We asked Brian Miller, executive director of Nonprofit VOTE, to discuss the importance of voter engagement and why all charitable organizations, including foundations, should do their part to encourage this type of advocacy.
Kristina Gawrgy Campbell: Why is voter engagement an important issue?
Brian Miller: Gaps in voter participation drawn along the lines of race, income, age, and education level distort our democracy and diminish the ability of our nonprofits to effect change. Political campaigns and candidates perpetuate these gaps because, with limited resources, time, and a win-or-lose election, they generally only contact people with a history of voting. Because of this, unlikely voters are not contacted and thus remain unlikely voters year-after-year. That’s why we need nonprofits to step up and conduct nonpartisan voter engagement with the communities they serve. By engaging our communities in voting and elections, we not only strengthen our nonprofit’s ability to deliver on our respective missions, but help facilitate a longer-term transformation by creating life-long voters.

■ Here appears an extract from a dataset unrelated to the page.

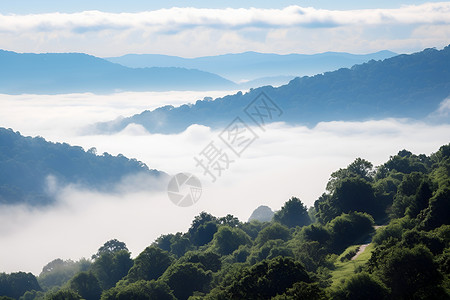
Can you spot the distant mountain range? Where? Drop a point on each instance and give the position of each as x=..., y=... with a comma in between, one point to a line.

KGC: What led to Nonprofit VOTE’s decision to focus on foundations for your latest toolkit?
BM: We realize that in order to facilitate a large-scale shift in the nonprofit sector such that voter engagement becomes a regular part of the way they do business, we need to engage strategic partners and validators who can influence the broader sector. Foundations, who play a profoundly important role in shaping the nonprofit sector, are one of those strategic partners. Through the actions they take and communication they make, foundations can either encourage or stifle the civic instincts arising from nonprofits across the country.

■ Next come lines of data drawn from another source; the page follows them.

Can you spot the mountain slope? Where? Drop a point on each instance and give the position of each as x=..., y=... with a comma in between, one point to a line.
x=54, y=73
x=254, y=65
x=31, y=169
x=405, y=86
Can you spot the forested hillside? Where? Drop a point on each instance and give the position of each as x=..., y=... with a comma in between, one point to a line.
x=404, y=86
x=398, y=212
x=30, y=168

KGC: Are there barriers to foundations supporting voter engagement right now? How does the toolkit address that?
BM: Confusion and bad legal advice are notable barriers to foundation’s doing more. The toolkits begin with a legal overview provided by the firm of Adler and Colvin to provide a clear blueprint of what foundations can and can’t do. The toolkit also includes suggested grant language that provides greater clarity to grantees. Another great barrier is inertia and a lack of role models. To address that, we infused the toolkit with suggested strategies and case studies that inspire and provide concrete examples of action foundations across the country are beginning to take.
KGC: Of those case studies, what was most surprising? Or what stood out in putting those together?
BM: One of the most surprising elements of the case studies were the number of community foundations that are already in the business of directly supporting voter engagement among their grantees, including voter registration which community foundations can directly support. One particularly notable example comes from the Kansas Health Foundation, which recently converted to a public foundation. After a successful pilot program, they are now working in partnership with two other community foundations to invest $2.5 million over the next three years in integrated voter engagement focused on underserved communities in Kansas.
KGC: How can nonprofits get involved and support awareness of this toolkit?
BM: One thing nonprofits can do is make sure the foundations they work with get a copy of or link to the toolkit. We all have conversations with program officers at foundations about our work, why it’s important, and more. This is a great opportunity to ask them if they’ve seen this toolkit. If not, send them to nonprofitvote.org/foundationtoolkit.
KGC: What can individuals, regardless of where they work or volunteer, do to help improve voter engagement?
BM: First and foremost, individuals should make sure they themselves are registered. If a person has moved recently, changed their name, naturalized, or turned 18, then it’s time to update their voter registration. You can do that online in most states now. National Voter Registration Day also provides an easy tool voters anywhere can use.